The dataset flipcharts2 contains data from the second part of the workshop where groups were combined to identify key challenges in sharing qualitative data and propose approaches to address them. It has 9 observations and 3 variables.

flipcharts2 |> 
  head(3) |> 
  gt::gt() |>
  gt::as_raw_html()
group challenge approach
bd annonymisation does not work loss of context (as main reason); contact original research team; learning opportunities
bd misue & decontextualisation of data ethical concerns; get ethic approval from country where research is done (prior to data collection); ethics committee / ethics consent
bd != ethics considerations to be aligned what is data; do not publish raw data (e.g. summaries); metadata on data collection process
variable_name variable_type description
group character Combined workshop groups (ac or bd)
challenge character Data sharing challenge identified by the group
approach character Proposed approach or solution to address the challenge

Workshop participants were informed about data collection and provided consent for sharing.
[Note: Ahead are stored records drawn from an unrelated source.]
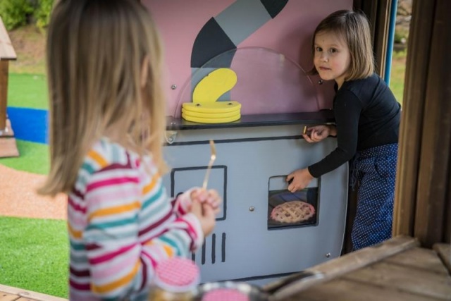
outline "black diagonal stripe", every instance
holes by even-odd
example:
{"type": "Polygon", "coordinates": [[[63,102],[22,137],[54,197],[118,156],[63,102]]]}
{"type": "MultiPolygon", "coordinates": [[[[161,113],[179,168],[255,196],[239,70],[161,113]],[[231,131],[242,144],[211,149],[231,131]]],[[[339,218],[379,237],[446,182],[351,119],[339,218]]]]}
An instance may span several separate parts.
{"type": "MultiPolygon", "coordinates": [[[[191,53],[191,68],[200,68],[215,56],[237,47],[230,40],[224,30],[214,18],[205,23],[199,32],[191,53]]],[[[221,66],[209,66],[211,68],[227,68],[230,66],[235,51],[230,52],[230,57],[218,61],[221,66]]]]}
{"type": "Polygon", "coordinates": [[[288,0],[260,0],[271,18],[274,18],[287,5],[288,0]]]}

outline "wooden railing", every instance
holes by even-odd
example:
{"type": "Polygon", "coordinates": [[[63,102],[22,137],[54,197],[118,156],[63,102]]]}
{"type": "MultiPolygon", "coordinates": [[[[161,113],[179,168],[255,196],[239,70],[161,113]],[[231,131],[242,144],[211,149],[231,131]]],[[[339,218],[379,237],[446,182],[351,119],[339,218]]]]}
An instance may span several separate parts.
{"type": "Polygon", "coordinates": [[[0,17],[0,133],[6,128],[9,61],[17,59],[6,28],[0,17]]]}

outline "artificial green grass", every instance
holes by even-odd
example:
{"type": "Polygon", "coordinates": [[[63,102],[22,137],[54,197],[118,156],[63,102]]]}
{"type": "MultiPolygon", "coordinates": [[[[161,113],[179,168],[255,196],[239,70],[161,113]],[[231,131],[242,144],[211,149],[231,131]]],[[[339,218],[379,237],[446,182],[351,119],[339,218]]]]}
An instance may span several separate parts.
{"type": "Polygon", "coordinates": [[[48,103],[45,75],[9,73],[8,106],[47,109],[48,103]]]}
{"type": "Polygon", "coordinates": [[[42,143],[16,140],[20,156],[0,158],[0,164],[13,169],[47,175],[49,170],[49,146],[42,143]]]}
{"type": "Polygon", "coordinates": [[[68,297],[66,221],[0,217],[0,283],[68,297]]]}

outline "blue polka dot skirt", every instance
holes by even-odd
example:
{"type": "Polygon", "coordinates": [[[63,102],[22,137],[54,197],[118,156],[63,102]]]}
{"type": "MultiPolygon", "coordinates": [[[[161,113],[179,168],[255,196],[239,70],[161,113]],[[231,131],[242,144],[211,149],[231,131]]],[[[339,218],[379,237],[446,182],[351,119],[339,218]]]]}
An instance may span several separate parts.
{"type": "Polygon", "coordinates": [[[357,209],[351,233],[353,250],[392,236],[397,143],[358,152],[350,179],[357,184],[357,209]]]}

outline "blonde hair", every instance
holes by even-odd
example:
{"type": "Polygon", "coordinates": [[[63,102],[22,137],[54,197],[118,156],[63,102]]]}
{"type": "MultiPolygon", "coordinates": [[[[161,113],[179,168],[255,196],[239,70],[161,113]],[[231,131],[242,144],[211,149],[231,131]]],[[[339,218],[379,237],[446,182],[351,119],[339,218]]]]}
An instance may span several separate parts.
{"type": "MultiPolygon", "coordinates": [[[[366,17],[352,11],[338,11],[323,20],[315,29],[311,43],[315,54],[315,37],[319,32],[331,32],[343,38],[351,55],[351,62],[345,80],[361,80],[374,73],[371,34],[366,17]]],[[[314,67],[309,74],[318,74],[314,67]]]]}
{"type": "Polygon", "coordinates": [[[86,153],[106,133],[140,155],[149,151],[166,171],[161,56],[154,21],[139,1],[56,4],[47,46],[50,172],[39,193],[70,192],[86,153]]]}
Sensitive content could be marked with special stickers, and participants had the option to opt out of photography using conference-provided orange wristbands.

License

Data are available as CC-BY.

Citation

Please cite this package using:

citation("dataitd24")
#> To cite package 'dataitd24' in publications use:
#> 
#>   Mohr F, Chapman M, Pohl C, Schöbitz L, Tilley E, Vienni-Baptista B,
#>   Albuquerque M, Angarita E, Cheas K, Coetzee W, Forsberg Mussault V,
#>   Geiges T, Helgason V, Keryan T, Mennes J, Moser S, Rittmeier A,
#>   Siegrist E, Silvonen T, van Vliet O, Vegt K, Wagner-Ahlfs C, Walther
#>   P (2025). "dataitd24: FAIRqual Workshop Data from ITD24."
#>   doi:10.5281/zenodo.17473502
#>   <https://doi.org/10.5281/zenodo.17473502>,
#>   <https://github.com/openwashdata/dataitd24>.
#> 
#> A BibTeX entry for LaTeX users is
#> 
#>   @Misc{mohr_etall:2025,
#>     title = {dataitd24: FAIRqual Workshop Data from ITD24},
#>     author = {Franziska Mohr and Mollie Chapman and Christian Pohl and Lars Schöbitz and Elizabeth Tilley and Bianca Vienni-Baptista and Marconi Albuquerque and Erika Angarita and Kirsi Cheas and Wilma Coetzee and Violaine Vera Charlotte {Forsberg Mussault} and Tim Geiges and Vignir Freyr Helgason and Tigran Keryan and Julie Mennes and Stephanie Moser and Aaron Rittmeier and Elena Siegrist and Taru Silvonen and Oscar {van Vliet} and Kirsten Vegt and Christian Wagner-Ahlfs and Pascal Walther},
#>     year = {2025},
#>     doi = {10.5281/zenodo.17473502},
#>     url = {https://github.com/openwashdata/dataitd24},
#>     abstract = {Contains digitized flipchart data and qualitative analysis results from the FAIRqual workshop at the International Transdisciplinary Conference (ITD24) in Utrecht, November 2024. The workshop gathered experiences and perspectives on sharing qualitative data in transdisciplinary research.},
#>     version = {0.0.0.9000},
#>   }

Acknowledgments

We thank all workshop participants for their valuable contributions and insights. This work is supported by the Open Research Data Program of the ETH Board.